MUSE: Manipulating Unified Framework for Synthesizing Emotions in Images via Test-Time Optimization
Yingjie Xia, Xi Wang, Jinglei Shi, Vicky Kalogeiton, Jian Yang
TL;DR
This paper introduces MUSE, a diffusion-based, unified framework for emotional image generation and editing that trades dataset training for test-time optimization of emotion tokens guided by an off-the-shelf emotion classifier. It leverages CLIP-based semantic similarity to time the injection of emotional guidance and employs a multi-emotion loss to suppress inherent and similar emotions, improving emotional accuracy while preserving content fidelity. Across EmoSet, COCO, and FI_8, MUSE achieves superior emotion evocation, semantic alignment, and visual realism, outperforming state-of-the-art generation and editing methods without requiring diffusion-model updates or specialized emotional datasets. The approach establishes a new paradigm for emotion synthesis, enabling stable, flexible, and high-quality emotional control in images with practical implications for therapeutic art, storytelling, and emotion-aware communication.
Abstract
Images evoke emotions that profoundly influence perception, often prioritized over content. Current Image Emotional Synthesis (IES) approaches artificially separate generation and editing tasks, creating inefficiencies and limiting applications where these tasks naturally intertwine, such as therapeutic interventions or storytelling. In this work, we introduce MUSE, the first unified framework capable of both emotional generation and editing.
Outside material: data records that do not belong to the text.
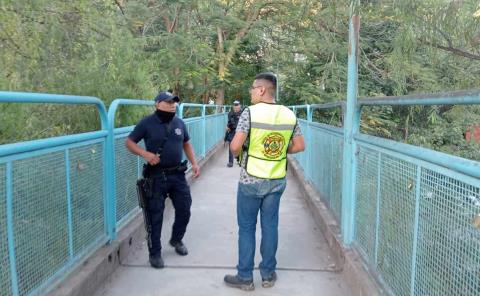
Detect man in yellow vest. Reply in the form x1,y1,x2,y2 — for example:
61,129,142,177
224,73,305,291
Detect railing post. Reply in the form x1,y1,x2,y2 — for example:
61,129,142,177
5,161,19,296
104,110,117,242
202,104,207,157
341,0,360,246
305,105,313,181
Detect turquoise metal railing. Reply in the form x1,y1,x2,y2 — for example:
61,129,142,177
0,92,108,295
293,91,480,295
0,92,226,295
353,91,480,295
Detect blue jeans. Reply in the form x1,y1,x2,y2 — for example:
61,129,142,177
237,178,286,280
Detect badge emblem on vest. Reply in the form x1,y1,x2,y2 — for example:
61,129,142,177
263,133,285,159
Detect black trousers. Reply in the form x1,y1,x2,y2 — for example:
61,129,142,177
147,173,192,256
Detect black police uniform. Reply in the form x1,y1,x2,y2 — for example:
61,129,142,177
128,113,192,257
224,110,242,164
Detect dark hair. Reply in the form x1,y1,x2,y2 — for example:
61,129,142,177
255,72,277,89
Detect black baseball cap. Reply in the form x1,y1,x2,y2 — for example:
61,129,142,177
155,91,180,103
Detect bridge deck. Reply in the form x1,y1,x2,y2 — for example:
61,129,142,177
96,149,351,296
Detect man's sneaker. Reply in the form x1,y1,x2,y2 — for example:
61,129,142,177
148,255,165,268
262,271,277,288
170,241,188,256
223,274,255,291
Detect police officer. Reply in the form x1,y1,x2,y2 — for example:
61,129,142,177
224,73,305,290
125,92,200,268
225,100,242,168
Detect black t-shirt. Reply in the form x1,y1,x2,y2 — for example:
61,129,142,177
128,114,190,168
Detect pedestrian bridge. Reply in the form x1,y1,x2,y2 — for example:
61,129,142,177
0,92,480,295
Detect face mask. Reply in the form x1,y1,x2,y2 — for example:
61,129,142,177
155,110,175,122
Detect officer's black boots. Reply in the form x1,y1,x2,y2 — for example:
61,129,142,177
149,255,165,268
170,241,188,256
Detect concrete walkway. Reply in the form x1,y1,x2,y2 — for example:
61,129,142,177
95,149,352,296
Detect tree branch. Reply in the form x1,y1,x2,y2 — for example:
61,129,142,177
115,0,125,16
420,40,480,61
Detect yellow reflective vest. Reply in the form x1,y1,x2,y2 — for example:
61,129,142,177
245,103,297,179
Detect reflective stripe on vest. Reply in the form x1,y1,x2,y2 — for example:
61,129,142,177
246,103,297,179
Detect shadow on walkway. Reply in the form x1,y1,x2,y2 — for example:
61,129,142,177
95,149,351,296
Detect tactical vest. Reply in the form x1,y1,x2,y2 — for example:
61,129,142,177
245,103,297,179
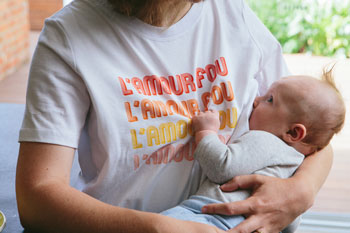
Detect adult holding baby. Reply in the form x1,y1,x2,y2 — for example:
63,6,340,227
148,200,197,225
17,0,332,233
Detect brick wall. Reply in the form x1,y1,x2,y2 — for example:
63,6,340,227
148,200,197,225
0,0,29,80
28,0,63,30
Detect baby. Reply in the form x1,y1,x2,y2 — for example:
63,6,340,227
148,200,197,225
162,71,345,232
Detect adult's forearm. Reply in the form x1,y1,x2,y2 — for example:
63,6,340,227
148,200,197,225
293,145,333,207
17,180,158,233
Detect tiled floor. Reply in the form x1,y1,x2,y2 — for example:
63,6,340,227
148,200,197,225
0,32,350,230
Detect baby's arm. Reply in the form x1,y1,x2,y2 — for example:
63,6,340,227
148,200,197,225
192,110,220,145
192,110,262,183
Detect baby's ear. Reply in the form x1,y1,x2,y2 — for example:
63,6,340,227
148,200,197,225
283,123,306,143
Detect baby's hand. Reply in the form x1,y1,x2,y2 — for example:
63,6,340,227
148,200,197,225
192,110,220,133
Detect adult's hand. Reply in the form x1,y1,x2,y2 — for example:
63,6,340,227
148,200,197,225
202,175,314,233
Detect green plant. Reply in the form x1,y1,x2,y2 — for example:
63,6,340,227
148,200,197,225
247,0,350,57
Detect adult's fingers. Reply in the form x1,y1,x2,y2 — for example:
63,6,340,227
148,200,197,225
227,216,262,233
220,174,264,192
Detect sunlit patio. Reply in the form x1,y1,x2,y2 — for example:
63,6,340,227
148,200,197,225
0,31,350,233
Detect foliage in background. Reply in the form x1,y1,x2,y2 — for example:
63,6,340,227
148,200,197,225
247,0,350,58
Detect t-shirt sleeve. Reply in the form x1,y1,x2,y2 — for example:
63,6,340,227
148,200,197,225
242,0,290,96
19,19,90,148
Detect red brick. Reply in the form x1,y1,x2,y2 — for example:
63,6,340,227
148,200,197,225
0,0,29,80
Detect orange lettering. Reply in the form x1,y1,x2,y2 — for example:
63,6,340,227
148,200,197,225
215,57,228,76
124,102,137,122
118,77,133,95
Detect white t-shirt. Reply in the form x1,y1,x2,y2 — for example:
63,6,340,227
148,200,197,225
19,0,287,212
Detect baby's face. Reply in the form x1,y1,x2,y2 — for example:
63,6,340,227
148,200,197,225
249,77,309,137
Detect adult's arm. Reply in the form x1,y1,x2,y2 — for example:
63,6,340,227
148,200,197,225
202,146,333,233
16,142,223,233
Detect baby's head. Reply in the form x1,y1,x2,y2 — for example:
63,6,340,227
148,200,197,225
249,71,345,155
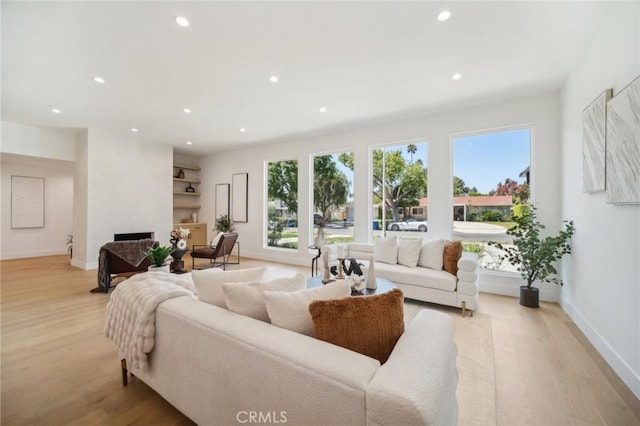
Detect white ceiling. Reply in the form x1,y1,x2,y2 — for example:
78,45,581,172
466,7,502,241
2,1,612,154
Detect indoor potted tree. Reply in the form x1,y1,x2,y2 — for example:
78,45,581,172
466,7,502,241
489,206,575,308
144,246,173,272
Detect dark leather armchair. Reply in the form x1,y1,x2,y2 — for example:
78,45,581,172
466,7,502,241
191,232,240,269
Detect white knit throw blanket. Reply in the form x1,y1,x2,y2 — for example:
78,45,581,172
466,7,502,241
105,272,196,370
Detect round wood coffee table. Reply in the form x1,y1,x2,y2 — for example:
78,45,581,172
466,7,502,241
307,275,397,296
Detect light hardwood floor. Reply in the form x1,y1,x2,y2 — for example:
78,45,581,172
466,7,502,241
0,256,640,426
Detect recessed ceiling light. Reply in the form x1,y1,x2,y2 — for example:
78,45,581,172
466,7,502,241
438,10,451,22
176,16,189,28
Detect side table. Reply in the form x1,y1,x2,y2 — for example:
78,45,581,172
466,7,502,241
309,245,321,277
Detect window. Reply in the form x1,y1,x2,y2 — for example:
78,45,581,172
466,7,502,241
452,127,531,272
371,141,429,240
266,160,298,249
312,152,354,244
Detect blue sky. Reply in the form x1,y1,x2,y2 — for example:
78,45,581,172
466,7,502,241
334,128,530,194
453,129,530,193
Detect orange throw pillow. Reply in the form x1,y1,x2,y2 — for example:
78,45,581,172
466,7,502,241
309,288,404,364
443,241,462,275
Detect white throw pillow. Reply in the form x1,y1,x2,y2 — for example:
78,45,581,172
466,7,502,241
373,236,398,265
191,266,267,309
222,273,307,322
211,232,224,247
418,238,444,271
264,280,351,336
398,238,422,268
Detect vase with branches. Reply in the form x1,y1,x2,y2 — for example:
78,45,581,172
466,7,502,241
488,206,575,307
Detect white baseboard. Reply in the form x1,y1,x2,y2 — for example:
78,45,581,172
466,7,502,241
560,297,640,399
71,259,98,271
0,249,69,260
478,271,560,302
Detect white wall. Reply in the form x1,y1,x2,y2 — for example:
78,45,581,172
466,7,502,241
0,154,73,260
0,121,80,161
201,93,561,300
561,2,640,398
73,129,173,269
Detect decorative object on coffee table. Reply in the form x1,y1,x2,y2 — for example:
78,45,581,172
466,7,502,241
489,205,575,308
169,228,191,274
367,256,378,290
313,219,326,247
320,245,333,284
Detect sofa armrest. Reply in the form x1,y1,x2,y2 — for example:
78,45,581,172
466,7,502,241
366,309,458,425
458,251,480,272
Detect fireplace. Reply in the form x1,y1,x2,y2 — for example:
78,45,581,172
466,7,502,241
113,232,154,241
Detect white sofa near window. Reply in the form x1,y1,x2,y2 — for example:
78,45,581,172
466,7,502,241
347,237,479,316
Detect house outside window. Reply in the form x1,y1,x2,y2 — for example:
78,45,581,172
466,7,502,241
371,140,429,241
310,152,355,244
265,160,298,249
452,127,532,272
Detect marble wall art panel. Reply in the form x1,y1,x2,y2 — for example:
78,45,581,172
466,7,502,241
11,176,44,229
606,77,640,204
215,183,231,220
582,89,613,192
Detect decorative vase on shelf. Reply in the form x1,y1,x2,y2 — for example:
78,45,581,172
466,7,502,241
367,256,378,290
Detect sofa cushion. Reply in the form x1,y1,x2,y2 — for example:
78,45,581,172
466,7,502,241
309,288,404,364
443,241,462,275
222,273,307,322
398,238,422,268
361,260,457,291
458,252,478,272
373,236,398,265
191,266,267,308
264,280,351,336
418,238,444,271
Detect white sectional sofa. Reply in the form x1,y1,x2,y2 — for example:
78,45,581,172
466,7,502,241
346,243,479,316
123,292,458,425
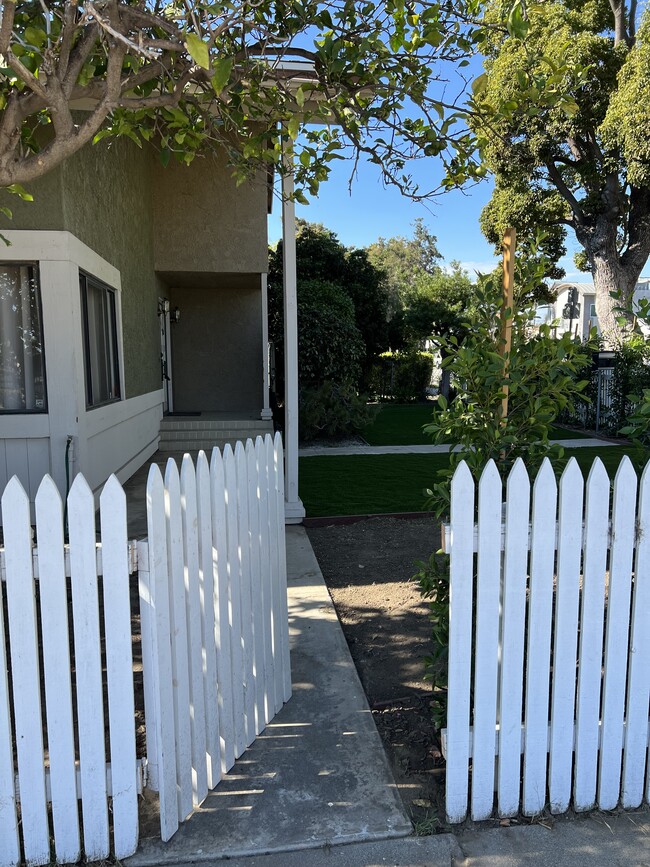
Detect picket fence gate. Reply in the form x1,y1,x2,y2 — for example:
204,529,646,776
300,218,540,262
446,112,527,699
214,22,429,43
0,435,291,867
0,475,143,867
138,434,291,840
443,457,650,822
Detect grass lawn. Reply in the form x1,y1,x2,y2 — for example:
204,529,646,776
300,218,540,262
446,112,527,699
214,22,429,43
300,446,631,518
361,400,589,446
361,400,436,446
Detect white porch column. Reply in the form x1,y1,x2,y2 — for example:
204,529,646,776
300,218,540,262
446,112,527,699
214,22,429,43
282,146,305,524
260,274,273,421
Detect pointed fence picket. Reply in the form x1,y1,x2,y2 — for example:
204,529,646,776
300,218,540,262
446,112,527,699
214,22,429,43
443,458,650,822
138,435,291,840
0,476,144,867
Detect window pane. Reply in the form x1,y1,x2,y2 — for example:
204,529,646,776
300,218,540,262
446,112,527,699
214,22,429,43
0,265,46,412
81,275,120,406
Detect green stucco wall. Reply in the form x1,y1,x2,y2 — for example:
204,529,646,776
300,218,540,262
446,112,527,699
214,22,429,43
0,139,268,411
6,140,160,398
153,154,268,273
170,275,262,413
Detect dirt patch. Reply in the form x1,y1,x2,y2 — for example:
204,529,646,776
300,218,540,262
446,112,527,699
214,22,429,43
307,515,444,833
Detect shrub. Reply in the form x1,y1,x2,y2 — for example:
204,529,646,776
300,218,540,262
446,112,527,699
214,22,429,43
371,350,433,402
300,382,376,441
414,253,589,725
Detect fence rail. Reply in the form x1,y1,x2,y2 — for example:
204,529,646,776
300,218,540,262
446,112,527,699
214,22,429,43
444,458,650,822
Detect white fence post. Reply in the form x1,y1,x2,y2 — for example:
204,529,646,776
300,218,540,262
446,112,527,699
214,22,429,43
573,458,609,812
99,476,138,859
140,464,178,841
497,458,530,816
472,461,503,821
68,475,110,861
598,456,636,810
446,461,474,822
35,476,79,862
2,476,51,864
235,442,255,747
180,455,208,807
549,458,584,813
523,458,557,816
622,467,650,808
223,445,246,759
0,482,20,867
165,458,194,820
210,449,235,774
196,451,221,789
267,433,291,707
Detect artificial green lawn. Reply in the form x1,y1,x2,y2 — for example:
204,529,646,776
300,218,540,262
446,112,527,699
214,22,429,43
300,446,632,518
361,400,589,446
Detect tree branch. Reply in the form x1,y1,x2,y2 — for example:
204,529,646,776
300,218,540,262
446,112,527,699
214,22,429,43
0,0,16,55
546,160,585,226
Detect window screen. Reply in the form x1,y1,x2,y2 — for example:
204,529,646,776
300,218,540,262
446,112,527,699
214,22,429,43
0,264,47,413
80,274,121,407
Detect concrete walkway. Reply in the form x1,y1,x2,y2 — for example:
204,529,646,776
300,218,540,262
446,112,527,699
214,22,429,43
127,526,411,867
298,437,620,458
124,526,650,867
166,811,650,867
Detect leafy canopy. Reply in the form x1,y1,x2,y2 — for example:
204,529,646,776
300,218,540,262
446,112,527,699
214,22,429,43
471,0,650,346
0,0,479,200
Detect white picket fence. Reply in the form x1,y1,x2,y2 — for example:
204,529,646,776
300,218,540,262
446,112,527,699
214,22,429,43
443,458,650,822
0,476,142,867
138,435,291,840
0,435,291,867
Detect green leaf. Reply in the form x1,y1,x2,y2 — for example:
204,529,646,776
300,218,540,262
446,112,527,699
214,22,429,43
287,114,300,141
472,72,488,96
25,27,47,48
212,57,233,95
185,33,210,69
507,0,529,39
5,184,34,202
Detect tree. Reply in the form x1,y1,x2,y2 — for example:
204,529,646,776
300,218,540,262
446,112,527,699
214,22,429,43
471,0,650,345
0,0,478,215
404,262,475,342
366,217,442,314
268,220,388,388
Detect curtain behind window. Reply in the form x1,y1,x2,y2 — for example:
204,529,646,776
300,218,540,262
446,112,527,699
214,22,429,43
0,265,46,412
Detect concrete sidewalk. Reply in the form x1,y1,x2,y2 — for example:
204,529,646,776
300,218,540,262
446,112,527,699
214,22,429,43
126,526,411,867
161,811,650,867
124,526,650,867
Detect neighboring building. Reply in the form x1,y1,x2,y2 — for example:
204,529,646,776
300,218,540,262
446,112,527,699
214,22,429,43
537,277,650,340
0,140,299,515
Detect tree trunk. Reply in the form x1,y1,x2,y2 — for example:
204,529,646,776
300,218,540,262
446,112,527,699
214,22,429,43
576,213,650,349
591,254,641,349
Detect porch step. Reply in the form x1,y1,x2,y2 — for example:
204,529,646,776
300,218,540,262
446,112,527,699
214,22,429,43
158,418,273,452
160,416,273,433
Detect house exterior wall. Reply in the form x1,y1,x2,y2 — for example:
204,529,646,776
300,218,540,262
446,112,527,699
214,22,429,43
0,230,162,505
153,155,268,273
170,274,263,413
0,140,267,520
6,140,160,398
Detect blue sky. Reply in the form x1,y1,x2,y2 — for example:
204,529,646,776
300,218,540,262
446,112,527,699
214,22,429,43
269,139,650,281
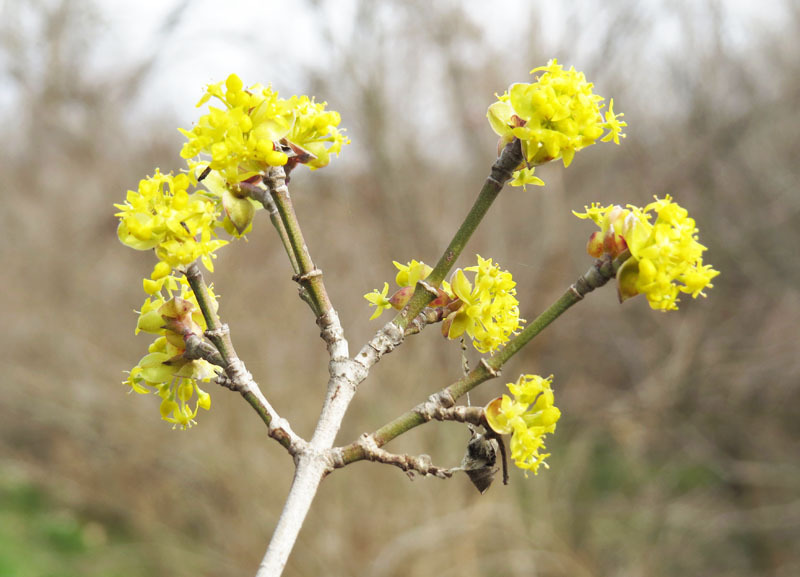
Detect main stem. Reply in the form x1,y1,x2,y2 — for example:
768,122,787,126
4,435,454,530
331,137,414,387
337,251,630,467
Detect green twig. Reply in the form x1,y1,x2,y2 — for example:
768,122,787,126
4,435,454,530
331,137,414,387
393,138,522,329
337,251,630,467
264,166,332,318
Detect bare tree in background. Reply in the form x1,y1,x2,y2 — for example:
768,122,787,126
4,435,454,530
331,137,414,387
0,2,800,575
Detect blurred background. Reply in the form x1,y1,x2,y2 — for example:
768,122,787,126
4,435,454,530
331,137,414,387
0,0,800,577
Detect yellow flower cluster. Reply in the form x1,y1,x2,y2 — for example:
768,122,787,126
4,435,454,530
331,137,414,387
364,260,444,320
114,169,228,271
487,59,627,187
364,255,524,353
574,195,719,311
114,74,349,428
179,74,349,185
125,275,221,429
442,255,524,353
485,375,561,475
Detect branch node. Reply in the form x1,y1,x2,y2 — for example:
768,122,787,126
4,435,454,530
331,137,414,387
292,268,322,283
205,323,231,339
480,358,500,378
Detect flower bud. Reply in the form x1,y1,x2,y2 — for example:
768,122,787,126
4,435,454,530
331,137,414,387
389,286,414,310
222,188,256,236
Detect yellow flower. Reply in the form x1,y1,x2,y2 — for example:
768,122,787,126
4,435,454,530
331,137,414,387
485,375,561,475
487,59,627,187
124,273,221,429
364,282,392,320
442,255,524,353
179,74,349,185
574,195,719,311
114,169,227,272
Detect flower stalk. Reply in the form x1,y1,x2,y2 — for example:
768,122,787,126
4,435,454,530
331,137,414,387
392,138,522,330
337,251,630,467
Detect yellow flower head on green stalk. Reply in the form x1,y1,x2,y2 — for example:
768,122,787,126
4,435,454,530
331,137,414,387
574,195,719,311
442,255,524,353
485,375,561,475
364,260,452,320
179,74,349,184
114,169,228,271
487,59,627,187
124,275,221,429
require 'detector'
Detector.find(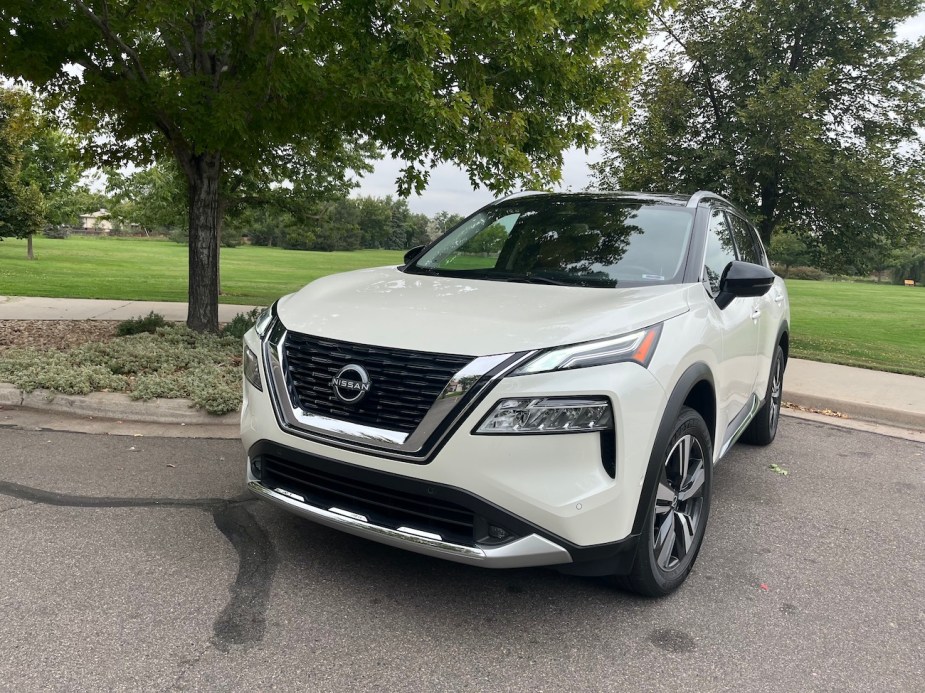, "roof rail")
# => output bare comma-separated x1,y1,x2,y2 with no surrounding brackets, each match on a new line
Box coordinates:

By adopting a strategy conceptually aligned with Test-Time Scaling (TTS) that widely used in both LLM and diffusion model communities, it avoids the requirement for additional updating diffusion model and specialized emotional synthesis datasets. More specifically, MUSE addresses three key questions in emotional synthesis: (1) HOW to stably guide synthesis by leveraging an off-the-shelf emotion classifier with gradient-based optimization of emotional tokens; (2) WHEN to introduce emotional guidance by identifying the optimal timing using semantic similarity as a supervisory signal; and (3) WHICH emotion to guide synthesis through a multi-emotion loss that reduces interference from inherent and similar emotions. Experimental results show that MUSE performs favorably against all methods for both generation and editing, improving emotional accuracy and semantic diversity while maintaining an optimal balance between desired content, adherence to text prompts, and realistic emotional expression. It establishes a new paradigm for emotion synthesis.